The free concert featuring the Christopher Azzara Trio will be held at the Bromeley Family Theater in Blaisdell Hall. The doors open at 6:30 p.m. and the concert begins at 7 p.m.
There is no admission fee for this open-seating event and tickets are not required.
The score for “A Charlie Brown Christmas” was written by American jazz pianist Vince Guaraldi. Its haunting and almost melancholy tones were groundbreaking for television animation at the time. Among the original works composed by Guaraldi for the special was the iconic “Linus and Lucy,” which has since become the de facto theme of all the subsequent Charlie Brown animated films. Another original song for the production, which became an immediate hit, was “Christmas Time is Here” written by Guaraldi and Lee Mendelson.
Friday night’s concert has been named after this song.

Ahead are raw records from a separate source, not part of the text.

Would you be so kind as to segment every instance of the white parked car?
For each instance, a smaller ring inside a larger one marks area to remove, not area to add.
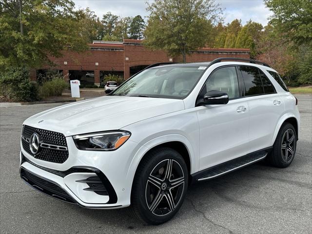
[[[105,93],[107,94],[118,88],[118,85],[116,81],[107,81],[104,88]]]
[[[155,64],[108,96],[27,119],[20,176],[62,201],[131,206],[158,224],[176,213],[192,183],[265,159],[289,166],[299,124],[296,99],[267,64]]]

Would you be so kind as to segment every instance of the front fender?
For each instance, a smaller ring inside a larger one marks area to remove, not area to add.
[[[185,136],[180,134],[168,134],[154,138],[141,146],[132,159],[127,176],[131,176],[132,175],[133,177],[134,177],[134,174],[139,163],[145,154],[150,150],[157,145],[171,141],[179,141],[185,146],[190,156],[190,173],[193,174],[196,172],[198,170],[199,162],[198,159],[195,156],[194,151],[189,140]]]

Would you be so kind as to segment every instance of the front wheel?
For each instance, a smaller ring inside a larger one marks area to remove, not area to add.
[[[292,124],[287,123],[282,126],[277,134],[272,153],[267,161],[271,165],[284,168],[289,166],[296,153],[297,135]]]
[[[182,156],[161,148],[148,153],[135,176],[130,209],[150,224],[169,220],[177,212],[187,190],[188,173]]]

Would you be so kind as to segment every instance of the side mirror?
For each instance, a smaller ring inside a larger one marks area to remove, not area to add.
[[[204,96],[205,105],[221,105],[229,102],[229,96],[220,91],[209,91]]]

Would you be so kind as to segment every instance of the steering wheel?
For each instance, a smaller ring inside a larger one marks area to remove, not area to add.
[[[182,89],[180,92],[179,92],[179,95],[182,95],[183,93],[185,93],[185,95],[187,95],[190,92],[189,89]]]

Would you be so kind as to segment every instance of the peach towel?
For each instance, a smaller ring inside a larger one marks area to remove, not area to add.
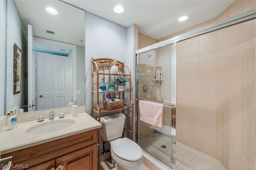
[[[140,120],[158,127],[163,126],[163,104],[140,100],[139,105]]]

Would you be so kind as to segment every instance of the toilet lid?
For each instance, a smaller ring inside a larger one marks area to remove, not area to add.
[[[136,161],[142,157],[140,147],[134,141],[126,137],[116,139],[111,143],[112,151],[123,159]]]

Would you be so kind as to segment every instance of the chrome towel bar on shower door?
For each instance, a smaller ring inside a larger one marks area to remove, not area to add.
[[[151,101],[151,100],[142,100],[142,99],[135,99],[135,101],[139,101],[139,100],[143,100],[143,101],[144,101],[150,102],[152,102],[153,103],[159,103],[159,104],[164,104],[164,107],[170,107],[170,108],[176,108],[176,106],[174,106],[174,105],[166,105],[166,104],[164,104],[163,103],[162,103],[156,102],[155,101]]]

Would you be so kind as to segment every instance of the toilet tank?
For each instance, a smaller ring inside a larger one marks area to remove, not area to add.
[[[98,120],[98,118],[97,119]],[[100,117],[102,127],[100,129],[101,139],[110,141],[122,137],[125,115],[122,113]]]

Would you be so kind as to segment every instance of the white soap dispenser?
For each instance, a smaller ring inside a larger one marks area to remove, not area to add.
[[[76,117],[78,115],[78,106],[76,104],[76,102],[75,102],[74,104],[72,105],[72,117]]]

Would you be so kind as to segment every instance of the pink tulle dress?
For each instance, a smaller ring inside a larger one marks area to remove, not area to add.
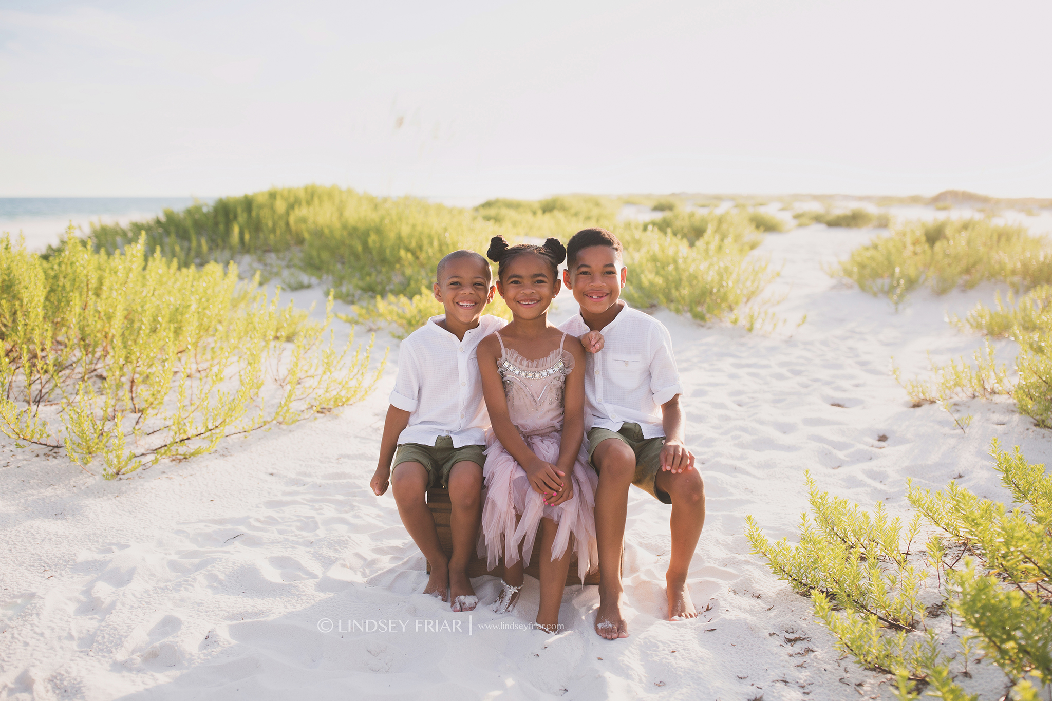
[[[563,390],[566,376],[573,370],[573,355],[563,349],[566,334],[559,348],[540,360],[527,360],[501,343],[498,372],[504,379],[504,395],[508,415],[526,446],[547,462],[559,460],[559,445],[563,431]],[[554,559],[561,558],[570,536],[578,557],[578,574],[585,575],[599,566],[595,545],[595,487],[599,475],[588,466],[588,454],[582,446],[573,471],[573,497],[558,507],[545,506],[544,497],[530,487],[526,471],[504,450],[490,432],[486,440],[486,466],[483,475],[486,500],[482,509],[482,530],[479,534],[479,556],[487,559],[489,569],[497,566],[501,556],[505,564],[514,564],[524,553],[529,564],[533,541],[539,535],[541,518],[559,524],[551,547]],[[515,517],[521,516],[518,527]]]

Museum Manager Matthew Hileman said, “The museum offered a jazz concert last spring featuring Christopher Azzara, the pianist who will be performing for us on Friday night. As I was sitting behind the audience that night, it dawned on me that this would be a beautiful Christmas concert for 2019. I approached Christopher after the performance last March and he immediately grinned. Guaraldi had been an enormous influence on his career and he was delighted at the idea.”
Christopher Azzara will be joined by Eric Schmitz on drums and Eugene Bisdikian on bass. “A Charlie Brown Christmas” premiered on CBS Television in 1965. The special was based on Charles Schulz’s syndicated comic strip “Peanuts,” which began running in the fall of 1950. It was written over just a few short weeks and was produced in six months on a shoestring budget. The special’s original producers, and the network, expected it to be a failure. However, on December 9, 1965, the show’s premiere was viewed by viewed by over 15 million households and received critical acclaim by television critics of the day. It has aired every Christmas since and has been embraced by generations of fans.
The concert is presented as part of Holidays at the Horne, the Marilyn Horne Museum and Exhibit Center’s annual holiday community engagement programming.